What might be a correct approach for suspected imported malaria in a non endemic country? In this field of medicine, except for patients recently immigrating from holo-endemic countries, malaria infection equals malaria disease. Here unlimited diagnostic and therapeutical means are the rule. Comparison between different diagnostic tools is difficult: if microscopy remains the gold standard (reference test), the judgment will depend on how many fields have been examined. Currently more or less 100 high magnification fields are standard, but in some cases a diagnosis is made after careful scrutinizing a thick film during one or two hours, to find finally only one parasite! This, especially when P.ovale is at stake, or when a treatment, even a not specific one, e.g. with an antibiotic with antimalarial action such as cotrimoxazole, has already been started. PCR is highly sensitive, but will probably not outperform this lengthy microscopical search. A multi centre diagnostic study carried out by GISPI network  in Italy confirmed that expert microscopy still remains the mainstay of the diagnosis of imported malaria, and this, particularly in mixed or in non falciparum infections, where it still outperforms alternative methods, including PCR.[55]
However, advanced diagnostic tools and expertise are not necessarily available in all care centers. In peripheral centers PCR is not available, and lab technicians lack expertise in microscopy. Moreover, malaria treatment should be initiated as soon as possible; diagnosis cannot wait until the next morning. As a consequence, RDTs have a substantial role in imported malaria: they are easy to perform, recent brands distinguish between falciparum and non falciparum, they have a sensitivity high enough to exclude a clinically important, imminent life threatening, falciparum infection. A further advantage is that a recent treatment does not necessarily hamper RDT sensitivity. National quality control of accuracy, compared to thick film simultaneously taken, is imperative since many caveats exist for correct use and interpretation.

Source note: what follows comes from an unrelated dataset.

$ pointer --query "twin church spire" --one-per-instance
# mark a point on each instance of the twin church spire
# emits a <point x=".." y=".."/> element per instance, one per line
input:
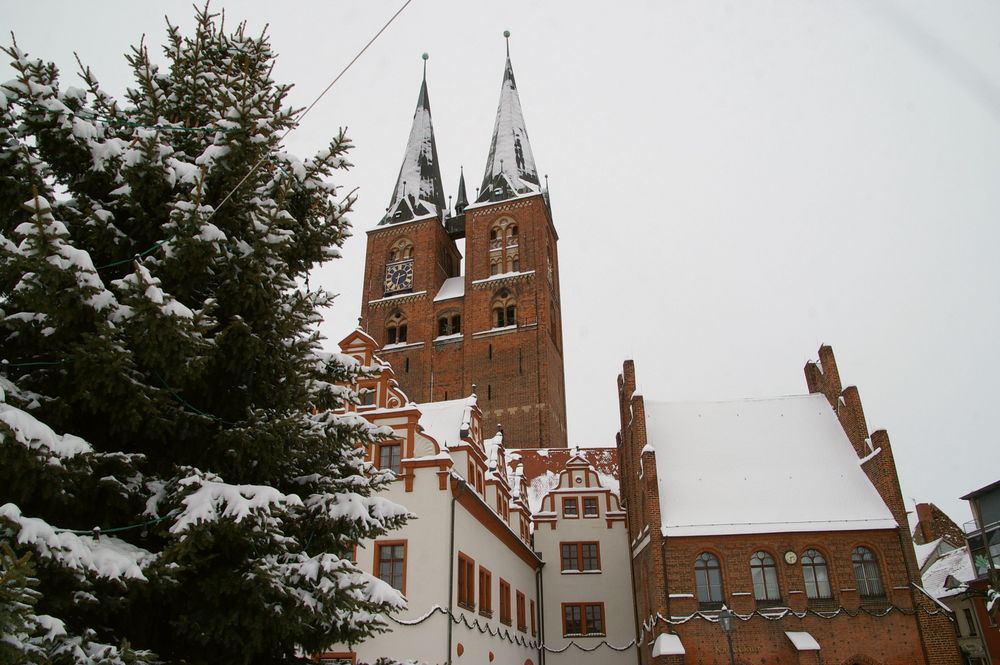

Conclusions and research needs.
In an expert meeting at the European Commission DG research in 2010,[56] experts were asked what the most relevant research needs on malaria diagnostics were. The basic conclusion was that we have already good tools for the diagnosis of malaria infection. However, in the context of malaria elimination programmes, research should focus on the development of even more sensitive tools, and ones that are able to detect also asymptomatic carriers (of gametocytes and not only asexual forms), thus contributing to detect pocket of infected individuals that can be successfully treated.[57] For clinical management however, existing tools are already enough sensitive, as they are able to detect the vast majority of malaria-attributable fevers. The problem is the lack of specificity for clinical malaria, especially in high transmission settings. An ideal diagnostic tool would detect malaria infection as well as identify biomarkers of clinically significant malaria (capable of distinguishing disease from simple infection). Potential biomarkers have already been identified. In addition, an improved RDT for malaria would be able to give a semi-quantitative assessment of the parasite density. Alternatively, research should focus on incorporating in the same device markers of more than one disease, for example with the addition of a biomarker of bacterial disease to a malaria RDT.
One may wonder, though, if excessive reliance in new technology will not cause the definitive abandon of basic, microscopy-based laboratory in the field, that could still be an invaluable tool not only for the diagnosis of malaria, but also of TB, meningitis and other diseases, provided that adequate training, supervision and quality control are ensured.